Structure your task suite into three difficulty tiers. Tier 1 (basic, 3-5 tasks): single-step manipulation primitives that isolate individual capabilities. Examples: 'reach to target pose' (tests position control), 'pick up cube from fixed position' (tests basic grasping), 'push object to goal zone' (tests force control). Success on Tier 1 is necessary for any competent policy. Tier 2 (intermediate, 5-8 tasks): multi-step tasks requiring sequencing and spatial reasoning. Examples: 'pick and place mug on shelf' (tests grasp plus transport plus precision placement), 'stack two blocks' (tests sequential grasping with inter-object reasoning), 'open drawer and retrieve object' (tests articulated object interaction). Tier 3 (advanced, 3-5 tasks): long-horizon tasks with tool use, deformable objects, or reactive behaviors. Examples: 'pour water from pitcher to cup' (tests pouring with visual feedback), 'fold cloth over object' (tests deformable manipulation), 'sort 5 objects by color into bins' (tests long-horizon planning).
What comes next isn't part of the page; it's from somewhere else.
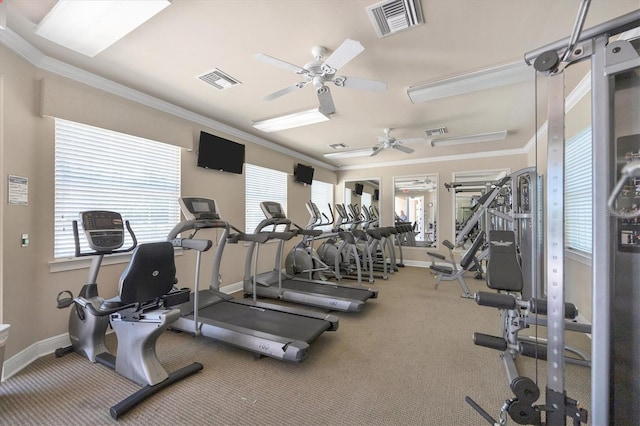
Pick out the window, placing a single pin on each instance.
(262, 184)
(101, 169)
(578, 192)
(322, 196)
For each task, write a formal specification document with: task name, natural language description, initial state specification (exact object poses, joint configuration), success criterion as executable code (`def is_success(obs) -> bool`), maximum episode length in timesteps, and the specific capabilities being tested. Reference existing benchmark designs: LIBERO defines 130 tasks across 5 task suites, RLBench defines 100+ tasks, and ManiSkill provides 20 tasks with 4 difficulty levels. Your benchmark should have at least 10 tasks to cover sufficient skill diversity, but no more than 50 to keep evaluation tractable (200 episodes x 50 tasks = 10,000 evaluation rollouts, which takes 2-3 days on a single GPU).
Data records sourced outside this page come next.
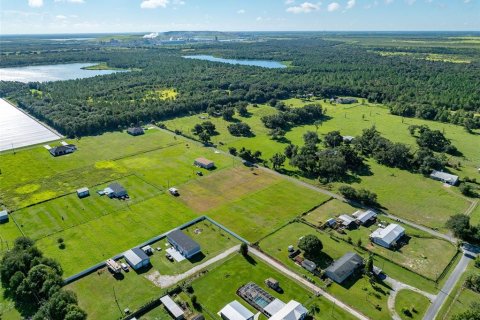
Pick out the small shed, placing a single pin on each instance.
(115, 190)
(183, 243)
(147, 249)
(444, 177)
(344, 267)
(172, 308)
(347, 221)
(272, 283)
(136, 258)
(62, 150)
(83, 192)
(3, 216)
(365, 217)
(309, 265)
(387, 237)
(135, 131)
(204, 163)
Tip: Include at least one task that no current method solves reliably (below 30% success rate). This 'aspirational' task gives the benchmark longevity by preventing ceiling effects within a year of publication.
Tip: Define success criteria as tight as your real-world deployment requires. If your deployment needs 2cm placement accuracy, do not set the benchmark threshold at 5cm. Loose thresholds inflate success rates and mask real performance differences.
Tip: Include both scripted-reset and random-reset variants of each task. Scripted resets (exact same initial state every time) measure deterministic performance. Random resets (objects sampled from a distribution) measure generalization.
Specify Initial State Distributions and Environmental Controls
The initial state distribution is the single largest source of variance in benchmark results, and under-specifying it makes results across labs incomparable. For each task, define exactly how the initial scene is configured and what variations are permitted.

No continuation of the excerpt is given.